As one would expect from an artist grade brand, the Sennelier oil paints are highly pigmented, like their oil paint sticks. The paints are quite thick and buttery and retain brush strokes or knife marks, so you can get some good textural results if you use them straight out of the tube. Most of the colours were touch dry after a couple of days, but the Alizarin Crimson swatch on the chart took a few days longer (I think that some pigments take longer to try in general in oil paint form, for whatever reason).

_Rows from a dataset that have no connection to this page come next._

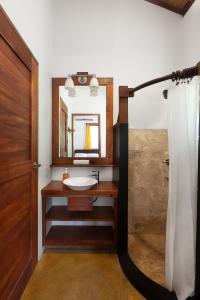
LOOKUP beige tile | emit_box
[128,129,168,286]
[128,129,168,232]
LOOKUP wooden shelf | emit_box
[45,225,114,249]
[46,206,114,222]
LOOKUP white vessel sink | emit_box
[63,177,98,191]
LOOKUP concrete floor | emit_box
[21,253,145,300]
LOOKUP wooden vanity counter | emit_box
[42,181,119,250]
[41,181,119,198]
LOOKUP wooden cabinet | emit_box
[41,181,119,250]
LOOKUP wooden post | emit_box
[117,86,130,252]
[42,197,46,246]
[119,86,130,124]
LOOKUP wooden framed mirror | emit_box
[52,74,113,166]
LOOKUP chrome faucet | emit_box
[91,170,100,183]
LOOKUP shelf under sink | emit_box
[45,225,115,249]
[46,206,114,222]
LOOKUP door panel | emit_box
[0,175,31,237]
[0,36,31,165]
[0,6,38,300]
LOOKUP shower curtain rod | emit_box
[128,62,200,98]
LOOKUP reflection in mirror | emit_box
[59,86,106,158]
[72,114,100,157]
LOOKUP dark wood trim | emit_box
[113,197,119,247]
[45,225,115,250]
[113,123,128,252]
[145,0,180,15]
[144,0,195,16]
[52,77,113,166]
[31,57,39,270]
[119,86,129,124]
[46,206,114,222]
[181,0,196,15]
[42,197,47,246]
[60,98,68,156]
[98,114,101,156]
[52,78,59,162]
[31,58,38,270]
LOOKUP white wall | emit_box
[51,0,181,129]
[179,0,200,67]
[0,0,52,258]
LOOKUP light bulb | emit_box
[65,75,76,97]
[90,75,99,97]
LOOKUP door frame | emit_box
[59,97,68,157]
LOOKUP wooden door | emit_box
[0,7,38,300]
[60,98,68,157]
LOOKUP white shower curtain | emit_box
[165,77,200,300]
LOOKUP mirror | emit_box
[59,86,106,158]
[52,75,113,166]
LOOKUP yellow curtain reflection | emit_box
[84,123,92,149]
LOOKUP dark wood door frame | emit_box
[59,98,68,157]
[0,5,38,299]
[144,0,196,16]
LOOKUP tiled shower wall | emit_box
[128,129,169,233]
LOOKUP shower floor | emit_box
[128,222,166,286]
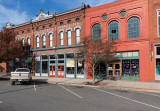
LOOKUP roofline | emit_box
[12,6,85,29]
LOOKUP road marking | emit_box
[59,85,83,99]
[34,83,36,92]
[93,88,160,110]
[0,101,2,103]
[141,92,160,98]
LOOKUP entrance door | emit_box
[58,65,64,77]
[49,65,55,77]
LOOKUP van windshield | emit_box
[16,69,29,72]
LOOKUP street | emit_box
[0,79,160,111]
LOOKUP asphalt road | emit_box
[0,79,160,111]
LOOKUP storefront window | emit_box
[35,61,40,73]
[77,60,84,74]
[50,55,55,59]
[122,59,139,76]
[42,61,48,73]
[66,54,75,74]
[156,58,160,75]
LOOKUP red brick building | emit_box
[85,0,160,82]
[7,3,89,78]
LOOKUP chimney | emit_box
[53,11,56,15]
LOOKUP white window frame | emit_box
[49,33,53,47]
[36,36,39,49]
[22,38,25,46]
[42,34,46,48]
[157,10,160,37]
[67,30,72,45]
[59,31,64,46]
[75,28,80,44]
[27,37,30,45]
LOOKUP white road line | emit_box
[0,101,3,103]
[59,85,83,99]
[141,92,160,98]
[92,88,160,110]
[34,83,36,92]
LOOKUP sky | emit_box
[0,0,117,28]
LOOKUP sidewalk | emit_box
[32,76,160,93]
[0,72,8,78]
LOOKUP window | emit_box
[43,26,46,29]
[22,31,24,34]
[120,10,127,17]
[17,32,19,34]
[67,20,71,24]
[42,34,46,48]
[36,27,39,31]
[67,30,72,45]
[27,37,30,45]
[92,24,101,41]
[27,29,30,32]
[49,24,53,28]
[66,54,75,74]
[60,22,63,25]
[158,10,160,37]
[102,14,107,20]
[75,28,80,44]
[36,36,39,49]
[108,21,119,41]
[59,31,64,46]
[127,17,140,39]
[49,33,53,47]
[22,38,25,46]
[76,18,80,22]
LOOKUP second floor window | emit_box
[36,36,39,49]
[59,31,64,46]
[108,21,119,41]
[42,34,46,48]
[92,24,101,41]
[27,37,30,45]
[127,17,140,39]
[22,38,25,46]
[75,28,80,44]
[67,30,72,45]
[49,33,53,47]
[158,10,160,37]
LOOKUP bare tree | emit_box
[78,36,117,84]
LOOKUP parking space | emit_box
[0,80,160,111]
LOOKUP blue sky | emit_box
[0,0,117,28]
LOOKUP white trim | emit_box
[35,34,40,38]
[157,10,160,37]
[41,33,46,37]
[74,26,81,31]
[66,28,72,32]
[48,31,53,36]
[58,29,64,34]
[21,37,25,40]
[26,36,31,39]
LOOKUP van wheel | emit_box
[11,81,15,85]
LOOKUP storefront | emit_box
[155,45,160,80]
[34,52,86,78]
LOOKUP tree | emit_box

If you buy Sennelier oil paints in Australia, you’ll find they’re in the higher price range (just under Winsor & Newton’s Artists’ oils at $13.50), but if you buy from a UK retailer (eg. Jackson’s), they’re in the low-mid price range compared to other oil paints. For most Australian artists, there’s probably no reason to buy these over any of the other paints available for a lower price, but I’d assume they’re more competitively priced in America or Europe.
Here’s the pansy I painted using the Sennelier oil paints.
Sennelier Artists’ oils are a high quality oil paint and readily available in many art supply stores, though Australians shopping locally may be put off by the relatively high price here. Unfortunately the sample set contains a fugitive colour, but the tin is still a reasonably inexpensive way to try these oils if you want to. Whether they are cost effective will depend on where you live, but if they are on sale in your local art supply shop, you won’t go too far wrong if you pick up a tube or two to try.